La tragedia della Puglia è una tragedia che colpisce il Paese nella sua interezza. E non credo ci si debba rendere responsabili persino di un federalismo dei lutti. Penso, sinceramente, sia ingeneroso affermare che non abbiamo visione, perché tra suggestioni assistenzialiste di fantomatici redditi di cittadinanza e condizioni di oggettiva difficoltà proviamo a dare al Mezzogiorno l’opportunità  di essere motore della nostra ripresa.

Pochi giorni fa la stessa Bankitalia ha certificato una importante inversione di tendenza nella ripresa del lavoro persino nella fascia più disperata quella in possesso della sola licenza media, perché spesso parliamo di cervelli in fuga ma non dobbiamo mai dimenticare che ci sono troppe braccia inattive.

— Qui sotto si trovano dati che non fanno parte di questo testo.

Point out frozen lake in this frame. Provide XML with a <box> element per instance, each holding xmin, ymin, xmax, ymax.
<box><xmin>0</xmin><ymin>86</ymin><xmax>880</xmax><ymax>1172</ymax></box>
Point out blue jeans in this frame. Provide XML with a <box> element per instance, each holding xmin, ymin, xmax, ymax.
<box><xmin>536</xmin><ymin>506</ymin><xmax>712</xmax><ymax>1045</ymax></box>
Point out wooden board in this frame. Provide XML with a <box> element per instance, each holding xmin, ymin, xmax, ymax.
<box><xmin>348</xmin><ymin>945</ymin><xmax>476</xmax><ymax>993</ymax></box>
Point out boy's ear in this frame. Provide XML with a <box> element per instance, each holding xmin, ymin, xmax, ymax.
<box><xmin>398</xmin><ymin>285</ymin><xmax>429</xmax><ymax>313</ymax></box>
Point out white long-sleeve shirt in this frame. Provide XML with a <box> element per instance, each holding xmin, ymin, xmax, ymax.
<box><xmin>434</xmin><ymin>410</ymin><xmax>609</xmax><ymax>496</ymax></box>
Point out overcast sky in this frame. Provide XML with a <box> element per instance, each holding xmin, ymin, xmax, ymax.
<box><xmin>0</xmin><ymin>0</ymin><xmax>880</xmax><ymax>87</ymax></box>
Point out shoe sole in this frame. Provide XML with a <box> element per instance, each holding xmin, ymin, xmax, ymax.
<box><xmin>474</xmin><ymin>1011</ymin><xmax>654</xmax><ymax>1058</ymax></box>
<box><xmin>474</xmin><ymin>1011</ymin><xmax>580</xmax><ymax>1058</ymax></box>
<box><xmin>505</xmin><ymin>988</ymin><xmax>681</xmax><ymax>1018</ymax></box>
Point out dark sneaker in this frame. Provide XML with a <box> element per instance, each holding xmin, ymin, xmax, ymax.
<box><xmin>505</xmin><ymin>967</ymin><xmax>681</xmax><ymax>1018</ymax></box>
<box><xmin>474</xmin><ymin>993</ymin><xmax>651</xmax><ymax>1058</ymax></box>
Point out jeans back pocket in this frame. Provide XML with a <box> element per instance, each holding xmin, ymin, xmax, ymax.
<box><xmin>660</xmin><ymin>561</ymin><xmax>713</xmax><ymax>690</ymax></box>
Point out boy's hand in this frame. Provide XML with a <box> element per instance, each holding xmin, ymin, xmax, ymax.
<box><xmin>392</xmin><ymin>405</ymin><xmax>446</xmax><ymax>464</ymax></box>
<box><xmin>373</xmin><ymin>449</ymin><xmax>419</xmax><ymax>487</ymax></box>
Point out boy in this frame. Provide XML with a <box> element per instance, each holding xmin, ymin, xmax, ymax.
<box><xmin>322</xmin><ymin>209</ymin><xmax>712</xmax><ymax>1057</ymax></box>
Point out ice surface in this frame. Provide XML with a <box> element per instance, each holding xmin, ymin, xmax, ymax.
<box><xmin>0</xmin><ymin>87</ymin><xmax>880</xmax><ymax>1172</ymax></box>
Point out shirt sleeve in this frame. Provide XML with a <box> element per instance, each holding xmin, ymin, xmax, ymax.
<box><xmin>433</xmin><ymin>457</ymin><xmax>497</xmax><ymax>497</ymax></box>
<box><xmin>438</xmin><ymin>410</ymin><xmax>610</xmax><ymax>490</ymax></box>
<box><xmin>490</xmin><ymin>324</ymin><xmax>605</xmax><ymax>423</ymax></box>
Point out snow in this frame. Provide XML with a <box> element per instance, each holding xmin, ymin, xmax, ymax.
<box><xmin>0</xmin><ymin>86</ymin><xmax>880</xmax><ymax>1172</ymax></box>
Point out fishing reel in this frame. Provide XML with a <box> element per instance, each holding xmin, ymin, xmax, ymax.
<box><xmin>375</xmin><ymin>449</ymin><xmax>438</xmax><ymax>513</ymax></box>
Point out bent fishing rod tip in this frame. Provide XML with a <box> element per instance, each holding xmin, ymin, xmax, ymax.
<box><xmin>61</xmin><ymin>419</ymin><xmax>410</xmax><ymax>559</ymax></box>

Da mamma prima ancora che da parlamentare mi sono chiesta quali fossero gli stati d’animo di chi la sera prima sapeva di dover prendere quel treno per svolgere la sua vita, andare al lavoro, recuperare crediti formativi,  fare una semplice passeggiata o una visita ad un parente. Vite spezzate. E di fronte alla morte a quel tipo di morte non si può non avere un impeto di rabbia.

Ora indagherà la magistratura, si accerteranno responsabilità, si comprenderanno ragioni che però non restituiranno quelle vite ai loro affetti. Ma sappiamo purtroppo che gli incidenti non accadono solo sui binari unici o per via dei fonogrammi. Dall’inizio dell’anno si sono registrati incidenti ferroviari negli Usa, in Germania, in Olanda, e da ultimo in Belgio, lo scorso giugno, su tratte da pluri binario e da dispositivi di sicurezza più sofisticati del fonogramma. Anche quelle vittime che non conosciamo avranno avuto  tratti in comune con le 23 decedute in Puglia.

Dobbiamo quindi investire in sicurezza, dobbiamo ammodernare strade e infrastrutture, ma non ci sono bacchette magiche. Quello che a noi non  manca è la volontà di dare un impulso ad un territorio che vuole, può e deve contribuire a far crescere il nostro Paese. E il punto principale sarà quello di ricostruire la fiducia tra comunità e istituzioni dimostrando che i numeri che si pronunciano si concretizzano realmente.

Lo dobbiamo a quelle vittime  perché non dobbiamo dimenticarle.